Ontem, alguns portais cravaram que o departamento de futebol do Corinthians seria administrado, a partir de agora, por Fran Papaiordanou, Nenê do Posto e Flávio Adauto – todos exerceram a função no passado,
Às sombras, sem cargos.
Falou-se também em Emerson Piovesan – funcionário de Paulos Garcia na Kalunga, ex-diretor de Roberto Andrade, como novo homem do financeiro.
Seria a maneira encontrada por Augusto Melo para manter o apoio do ‘União dos Vitalícios’.
O presidente do Corinthians mantém parceria, ao menos por enquanto, com Romeu Tuma Junior, presidente do Conselho, que deveria fiscalizá-lo.

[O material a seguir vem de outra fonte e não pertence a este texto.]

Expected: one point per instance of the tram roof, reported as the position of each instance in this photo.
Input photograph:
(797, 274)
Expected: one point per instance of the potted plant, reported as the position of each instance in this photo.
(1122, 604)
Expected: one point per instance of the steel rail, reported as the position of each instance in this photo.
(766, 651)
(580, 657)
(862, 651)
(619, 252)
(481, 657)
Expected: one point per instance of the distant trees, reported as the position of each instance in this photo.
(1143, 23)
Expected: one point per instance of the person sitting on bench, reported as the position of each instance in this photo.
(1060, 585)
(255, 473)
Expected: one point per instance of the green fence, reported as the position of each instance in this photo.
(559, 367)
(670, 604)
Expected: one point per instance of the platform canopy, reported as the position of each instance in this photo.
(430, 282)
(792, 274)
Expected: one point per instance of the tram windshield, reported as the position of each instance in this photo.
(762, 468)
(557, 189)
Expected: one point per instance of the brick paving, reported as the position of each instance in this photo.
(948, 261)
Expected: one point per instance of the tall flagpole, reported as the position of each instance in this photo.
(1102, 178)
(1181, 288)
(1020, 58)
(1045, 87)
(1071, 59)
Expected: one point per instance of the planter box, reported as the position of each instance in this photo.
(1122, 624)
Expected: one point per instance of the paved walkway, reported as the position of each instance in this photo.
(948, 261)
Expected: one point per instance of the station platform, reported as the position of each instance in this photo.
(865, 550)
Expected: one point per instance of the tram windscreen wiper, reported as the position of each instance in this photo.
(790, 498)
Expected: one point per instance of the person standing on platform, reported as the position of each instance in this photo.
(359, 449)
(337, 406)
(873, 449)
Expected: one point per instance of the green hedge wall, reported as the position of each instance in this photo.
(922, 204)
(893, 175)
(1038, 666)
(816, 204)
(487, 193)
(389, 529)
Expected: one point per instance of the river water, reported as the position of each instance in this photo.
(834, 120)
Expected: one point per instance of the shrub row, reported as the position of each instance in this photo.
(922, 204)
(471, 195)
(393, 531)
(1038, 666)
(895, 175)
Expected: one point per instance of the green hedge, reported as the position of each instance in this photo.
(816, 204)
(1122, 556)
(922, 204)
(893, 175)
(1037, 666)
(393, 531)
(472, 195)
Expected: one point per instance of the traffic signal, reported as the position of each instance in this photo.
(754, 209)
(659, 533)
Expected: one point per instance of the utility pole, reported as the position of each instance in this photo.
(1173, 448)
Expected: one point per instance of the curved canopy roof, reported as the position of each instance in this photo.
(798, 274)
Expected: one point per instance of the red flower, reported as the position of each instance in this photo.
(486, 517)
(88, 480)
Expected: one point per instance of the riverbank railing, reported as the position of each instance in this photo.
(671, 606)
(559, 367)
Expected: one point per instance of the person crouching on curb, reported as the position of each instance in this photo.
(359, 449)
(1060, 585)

No mesmo dia, à noite, Fran publicou vídeo, no canal de Instagram do grupo, desmentindo a informação, dizendo que seguirão exercendo função consultiva, que há tempos realizam sob comando do Conselho Deliberativo.
A ver.
De fato, é pouco provável que Augusto Melo cederia os comandos do futebol profissional e do amador – galinhas dos ovos de ouro – para pessoas fora do controle de seu grupo.
Leia-se: Augusto, Marcos Boccatto, Vinicius Cascone, Valmir Costa e Claudinei Alves, com os operacionais Marcelinho e Caio do Valle.
No máximo, colocaria alguém na condição de ‘boi-de-piranha’, comandando o departamento do vestiário para dentro de campo.
É o caso de Fabinho Soldado.
À mesa de negócios só participa quem possui pulseira VIP.
O departamento financeiro, cargo burocrático que já foi cedido até para o Centrão, está aberto a ‘toma-lá-dá-cá’ por apoio político.
Logo mais às 10h, o mitomano que preside o Corinthians, em entrevista coletiva, deverá declinar o nome daqueles que ainda não se constrangem em integrar uma gestão acusada por site de apostas de descumprimento de cláusula anti-corrupção, e que é investigada pelo suposto repasse de dinheiro, originário do clube, em conta de laranja.